Bank of America Merrill Lynch executive John Thiel’s move last week to call for a “best interest” standard of care and for working with the Labor Department marks a turning point in the debate over a fiduciary standard, industry observers and proponents of a uniform standard said.

Rather than treating it as a “force to be reckoned with,” Merrill Lynch has turned the fiduciary standard into a competitive advantage, said Blaine Aikin, chief executive of fi360, a fiduciary consulting firm. Betting on a controversial proposal from the Labor Department also gives more credibility to the wirehouse’s push for goals-based wealth management and puts pressure on other major brokerage firms to speak up, Mr. Aikin and others said.

“They’re saying, ‘We’re not afraid of that [best-interest standard]. That’s how we think the business should be run, and we’re not afraid,’” said Barbara Roper, director of investor protection at the Consumer Federation of America.

In voicing his support of that standard, Mr. Thiel broke ranks from top executives at other wirehouses. Indeed, those executives have all said they support a best-interest standard in theory, but have refrained from going so far as to support the DOL proposal.

The Securities Industry and Financial Markets Association has said the DOL’s proposal would limit the industry’s ability to serve mass-affluent clients because it would hamper their ability to receive commissions. It has offered support for the SEC coming up with a rule, as long as it can preserve certain elements of the brokerage business model.

That stance against the DOL, however, has drawn criticism and painted Wall Street as being opposed to investor interests. A New York Times story from June last year was titled “Brokers Fight Rule to Favor Best Interests of Customers”. The issue gained more attention when President Barack Obama said that conflicted advice was costing Americans billions.

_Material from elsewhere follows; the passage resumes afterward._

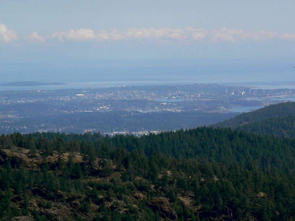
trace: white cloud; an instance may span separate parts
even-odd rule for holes
[[[0,41],[8,42],[17,39],[16,32],[0,24]],[[20,37],[20,40],[32,42],[45,42],[56,39],[61,41],[118,41],[148,40],[157,42],[175,42],[182,41],[186,44],[194,42],[236,42],[242,41],[266,41],[270,40],[295,40],[295,34],[281,34],[276,32],[260,31],[256,32],[245,32],[241,29],[226,27],[213,30],[188,27],[184,29],[161,28],[130,28],[125,30],[113,29],[109,31],[81,28],[69,31],[56,31],[51,35],[43,37],[37,32]]]
[[[81,28],[76,30],[72,29],[67,32],[55,32],[51,37],[57,38],[61,41],[63,41],[65,39],[74,41],[93,39],[96,38],[96,36],[91,29]]]
[[[15,32],[9,29],[5,25],[0,24],[0,41],[8,42],[17,40],[18,38]]]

Merrill Lynch’s move shows that the wirehouses may have more to gain, particularly from a marketing perspective, by supporting the issue, according to Mr. Aikin.

“It’s a smart approach to take,” he said. “I do think it puts pressure on [other firms].”

The move also made sense for Merrill Lynch from a business standpoint, Mr. Aikin said. The four wirehouses have all been trying to bill their advisers as sitting on the same side of the table as clients as they push more fee-based relationships or managed accounts where advisers are already required to act as fiduciaries, he said.

“It’s a natural place to go, and we see that change taking place,” Mr. Aikin explained. “And then technology is just making things much more transparent, so it’s very difficult to have nontransparent types of communication or conflict forms of compensation that exist in the products.”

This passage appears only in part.